The United Nations, driven out of Afghanistan last week along with international charities, warned of a humanitarian cataclysm this winter for whole villages already subsisting on grass and animal fodder.
“Afghanistan was on the brink of a catastrophe anyway, and then this happened,” said Keith Ewing, a spokesman for the Christian relief charity Tearfund, of the panic over feared retaliation for the terror attacks on the World Trade Center and Pentagon.
Witnesses said thousands of Afghans had reached the Pakistan border, only to be turned away by guards demanding valid visas.
“We have gone into an emergency mode to prepare for a possible refugee influx,” said Yusuf Hassan, spokesman for the U.N. High Commissioner for Refugees, in Islamabad, Pakistan.
Emergency teams were trying to assess the crisis with Pakistan and Afghanistan’s other neighbors.
“Millions of people will face serious shortages of food, serious shortages of water and other supplies . . . if we cannot deliver the needed assistance,” U.N. spokeswoman Stephanie Bunker told reporters in Islamabad.
The world body is scrambling for answers because charities such as Tearfund, Oxfam and Save the Children, along with the United Nations itself, pulled out of the Afghan capital of Kabul last week in anticipation of U.S. retaliation against terror master Osama bin Laden and the ruling Taliban militia that protects him.
Aid workers said Afghanistan, wracked by years of war, famine and misery, was already living on the edge.
“About 75 percent of Afghans don’t have safe water, 90 percent don’t have adequate sanitation and 75 percent don’t have access to the most basic health care. One in every four kids dies before the age of 5,” said Oxfam’s Matt Grainger.
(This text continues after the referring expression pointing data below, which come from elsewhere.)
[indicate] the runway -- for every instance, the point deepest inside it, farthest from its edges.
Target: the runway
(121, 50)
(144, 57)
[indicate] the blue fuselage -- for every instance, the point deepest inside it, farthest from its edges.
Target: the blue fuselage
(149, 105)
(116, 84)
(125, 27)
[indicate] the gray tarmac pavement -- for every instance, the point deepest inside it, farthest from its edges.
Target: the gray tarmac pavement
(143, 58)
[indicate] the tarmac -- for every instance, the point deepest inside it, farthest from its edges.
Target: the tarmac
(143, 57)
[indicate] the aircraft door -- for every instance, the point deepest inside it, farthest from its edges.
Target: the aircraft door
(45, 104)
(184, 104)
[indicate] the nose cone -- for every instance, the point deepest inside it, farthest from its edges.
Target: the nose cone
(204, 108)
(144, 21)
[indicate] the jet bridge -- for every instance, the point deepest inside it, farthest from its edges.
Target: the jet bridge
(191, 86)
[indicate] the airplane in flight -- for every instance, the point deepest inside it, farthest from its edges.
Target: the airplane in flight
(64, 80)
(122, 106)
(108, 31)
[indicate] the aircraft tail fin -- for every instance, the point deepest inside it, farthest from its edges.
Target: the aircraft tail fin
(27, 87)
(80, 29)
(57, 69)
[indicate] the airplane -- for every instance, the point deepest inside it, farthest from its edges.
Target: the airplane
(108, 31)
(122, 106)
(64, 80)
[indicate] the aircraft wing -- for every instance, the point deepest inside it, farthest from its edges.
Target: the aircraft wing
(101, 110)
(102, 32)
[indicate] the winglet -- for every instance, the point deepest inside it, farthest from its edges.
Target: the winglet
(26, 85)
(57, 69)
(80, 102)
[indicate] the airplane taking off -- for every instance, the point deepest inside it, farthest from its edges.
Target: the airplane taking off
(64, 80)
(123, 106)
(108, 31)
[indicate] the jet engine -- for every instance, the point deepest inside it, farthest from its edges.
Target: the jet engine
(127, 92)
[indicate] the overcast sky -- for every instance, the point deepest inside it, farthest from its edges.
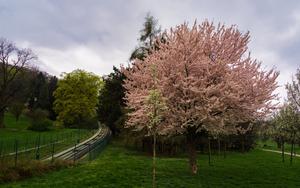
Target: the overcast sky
(95, 34)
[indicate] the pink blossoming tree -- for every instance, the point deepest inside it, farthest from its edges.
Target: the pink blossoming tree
(207, 81)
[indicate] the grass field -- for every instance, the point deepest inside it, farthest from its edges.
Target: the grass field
(120, 167)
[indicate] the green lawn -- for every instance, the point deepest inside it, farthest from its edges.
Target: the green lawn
(120, 167)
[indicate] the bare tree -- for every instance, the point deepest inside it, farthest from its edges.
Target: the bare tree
(13, 63)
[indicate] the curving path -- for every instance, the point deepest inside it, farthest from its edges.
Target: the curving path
(276, 151)
(78, 151)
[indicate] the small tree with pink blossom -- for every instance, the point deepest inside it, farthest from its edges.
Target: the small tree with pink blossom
(207, 81)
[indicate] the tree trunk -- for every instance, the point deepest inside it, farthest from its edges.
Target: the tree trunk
(191, 142)
(209, 153)
(2, 125)
(292, 148)
(154, 162)
(219, 146)
(282, 150)
(243, 144)
(225, 148)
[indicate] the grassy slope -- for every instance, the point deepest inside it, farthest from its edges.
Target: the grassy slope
(17, 130)
(119, 167)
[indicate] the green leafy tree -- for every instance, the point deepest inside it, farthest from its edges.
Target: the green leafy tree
(149, 33)
(111, 103)
(76, 97)
(13, 64)
(16, 109)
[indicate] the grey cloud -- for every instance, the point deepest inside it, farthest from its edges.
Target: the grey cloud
(107, 31)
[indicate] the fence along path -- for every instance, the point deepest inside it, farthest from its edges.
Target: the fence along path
(96, 142)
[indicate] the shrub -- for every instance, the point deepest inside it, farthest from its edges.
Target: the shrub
(40, 125)
(28, 169)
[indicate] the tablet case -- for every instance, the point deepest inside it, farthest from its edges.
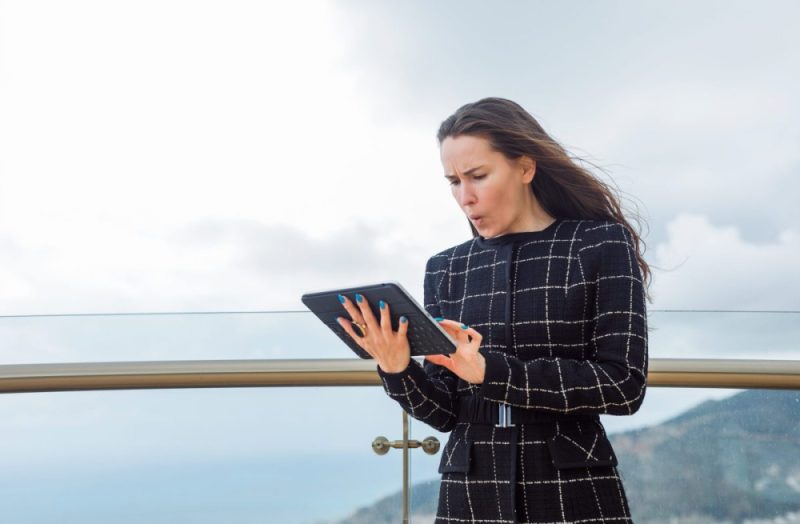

When the harsh mountain winter sets in, remote areas may be doomed.
“Once the winter comes, all bets are off,” Grainger said.
He said that “if agencies haven’t got full food and shelter in place before Nov. 7 in these remote regions, we won’t be back until spring.”
The lucky refugees who have crossed the border, some traveling miles on foot or horseback, have a dubious future in Pakistan’s impoverished cities and refugee camps.
The United Nations said Pakistan has already absorbed 2 million Afghan refugees.